The Hurt Locker and Obasan are as different as night and day when it comes to war, and I don't see many similarities regarding the destruction of war between them--at least the "destructive nature of war" is not a prominent theme for either.
Whereas The Hurt Locker is populated by male characters directly involved in war, Obasan focuses on female internment camp victims who are behind the lines. Ironically, the war brings the survivors of both works closer together, giving the main characters a better sense of identity. For James in The Hurt Locker, war is a thrill, a drug to which he is addicted; his duty calls him away from domestic life to the front lines of the war. For Naomi Nakane in Obasan, World War II is a disruption to her childhood, and it confuses her in terms of identity and femininity. While James knows he belongs in war, Naomi Nakane only understands the effects of the war later in life. Neither character moralizes about war.

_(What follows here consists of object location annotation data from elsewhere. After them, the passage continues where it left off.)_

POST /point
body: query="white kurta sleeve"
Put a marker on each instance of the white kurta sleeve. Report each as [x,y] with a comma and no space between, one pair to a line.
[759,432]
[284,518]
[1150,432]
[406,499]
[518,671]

Yes, both works show that war is destructive on multiple levels (such is the nature of war), but neither foregrounds the destruction at the expense of character identity. As both are realistic, war is almost taken for granted as a reality of the geo-political world, and neither author (or director) is overtly anti-war.
More importantly, Naomi Nakane looks to Obasan as a maternal paragon of steadiness and poise in the same way as Sanborn and Eldridge look to James as the unnerved hero of the squad. More than the destructive elements of war, both works focus on the strong, often silent, and certainly underappreciated heroes of the war.